The shoe prints in the sandy soil were getting fresher. The others and I were tracking a human to see if it had recklessly dropped some food. My antennae crackled.

“Dan, veer right.” commanded Philip, the leader of the patrol. Antennas are useful in communication between other bugs in similar classification, including bees, wasps, flies, and other ants. It’s like having a walky-talky on your head. Except without the buttons, those would be hard to press. Strangely, we also get human’s internet connections. That is why we get so smart. I moved to the right and scurried over the emerald colored hose. “We will follow the hose till the tamarind tree. Will you pass that on?”  

“Yes.”

I crawled off and made for the nearest elevated area. I picked a shriveled up teak tree leaf. On the leaf I could see the yard, and beyond it, the concrete patio from which we had come. At the elevated height, I could get a further range signal. I sent the message from my antenna with a buzz,

“To the tamarind tree. Follow the hose!”

“Ok,”

“Yah, OK”

“Got it, shall I pass it on?”

“Yes, Jon, that would be nice.”

The sun beat down on our little band, turning us into amber beads.
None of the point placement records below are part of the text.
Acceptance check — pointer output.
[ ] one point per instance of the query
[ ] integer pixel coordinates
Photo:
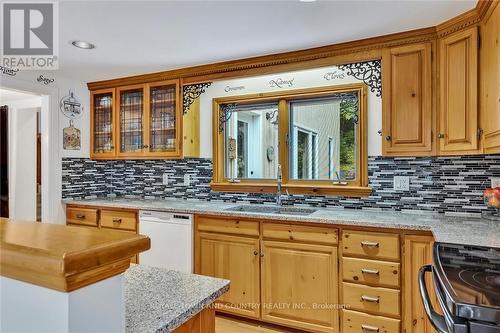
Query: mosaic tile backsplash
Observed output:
(451, 185)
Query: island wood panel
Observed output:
(417, 253)
(458, 67)
(489, 67)
(407, 100)
(234, 258)
(65, 258)
(299, 285)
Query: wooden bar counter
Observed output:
(62, 257)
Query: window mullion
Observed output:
(284, 138)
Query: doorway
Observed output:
(21, 152)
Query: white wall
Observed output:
(22, 161)
(300, 79)
(52, 123)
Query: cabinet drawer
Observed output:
(83, 216)
(118, 219)
(228, 226)
(382, 273)
(371, 244)
(373, 299)
(300, 233)
(358, 322)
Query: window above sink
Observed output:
(316, 135)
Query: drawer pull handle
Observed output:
(369, 328)
(365, 298)
(369, 244)
(369, 271)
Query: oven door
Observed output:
(446, 323)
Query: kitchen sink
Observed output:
(263, 209)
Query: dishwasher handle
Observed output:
(435, 318)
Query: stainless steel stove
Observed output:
(467, 285)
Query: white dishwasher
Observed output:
(171, 237)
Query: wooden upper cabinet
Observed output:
(458, 106)
(131, 121)
(145, 121)
(163, 134)
(407, 100)
(102, 119)
(489, 98)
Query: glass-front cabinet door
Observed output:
(131, 121)
(103, 123)
(163, 137)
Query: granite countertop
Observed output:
(160, 300)
(458, 230)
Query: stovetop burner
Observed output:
(472, 272)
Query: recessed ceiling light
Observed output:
(82, 44)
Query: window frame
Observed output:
(357, 188)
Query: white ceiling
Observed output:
(134, 37)
(8, 96)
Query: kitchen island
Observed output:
(159, 300)
(73, 279)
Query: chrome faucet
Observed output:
(279, 182)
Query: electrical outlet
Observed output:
(187, 179)
(495, 182)
(401, 183)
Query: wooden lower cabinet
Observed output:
(358, 322)
(417, 253)
(203, 322)
(288, 274)
(95, 217)
(234, 258)
(299, 285)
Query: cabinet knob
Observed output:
(370, 299)
(370, 271)
(369, 244)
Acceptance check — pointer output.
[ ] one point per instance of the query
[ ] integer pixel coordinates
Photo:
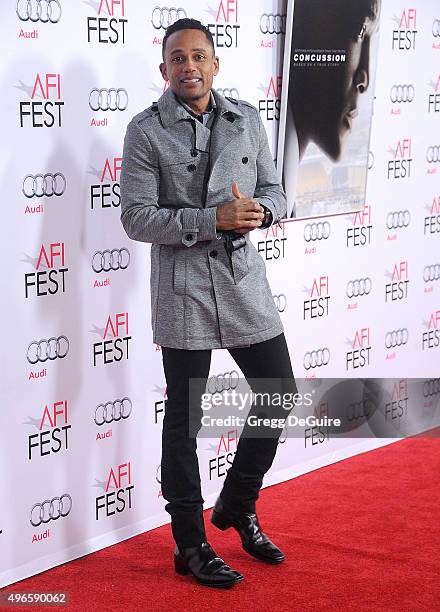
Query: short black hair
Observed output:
(187, 24)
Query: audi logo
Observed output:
(280, 302)
(398, 219)
(231, 92)
(431, 273)
(108, 99)
(116, 259)
(39, 10)
(433, 154)
(222, 382)
(402, 93)
(113, 411)
(42, 350)
(317, 358)
(358, 287)
(39, 185)
(273, 23)
(162, 17)
(317, 231)
(51, 510)
(397, 337)
(431, 387)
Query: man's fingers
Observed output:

We sped along the hose in a line. Our destination ahead of us. The grass grew tall and thick around us but opened out into a dusty flat. The wind picked the sand up and flung it in our faces. I started humming my theme song that I made up to make the scenery more dramatic.

“I thought you would never come!”, Philip said, coming to meet us.

“So why are we so far out from home? We will be lucky if we even get to a garrison outpost by nightfall, and I’ll bet you there will be no beetle burgers there!” I exclaimed.

“This, Dan, is worth much more than beetle burgers at home base.” 

“What did you find that could possibly be better than beetle burgers? A secure impenetrable nest door?”

“Actually, I did find a secure impenetrable nest door,”

“Philip, people don’t just leave good doors lying around!”

“They do, Dan. Often in fact if you know what kind of door I’m talking about. This way!” he led us, a party of 18, forward around a penny!

“What!”

“Don’t worry guys, its radius matches that of our nest, and with a sliding mechanism we will have an impenetrable door against other less intelligent ants. I know what you are thinking, Dan ‘how will you get in’, don’t worry, I’ll help you!” Philip joked. I made a face of mock rage. He always thought of the most clever insults. I would put this back in his face!

“W-well, Philip, I think your… head is too big for your thorax,” “Wow,” I thought, “that was all I could think of!”

We had found the penny. We might win the war with the red ants now that we had a device to keep their ranks out. The penny, the Great Penny, would save our species!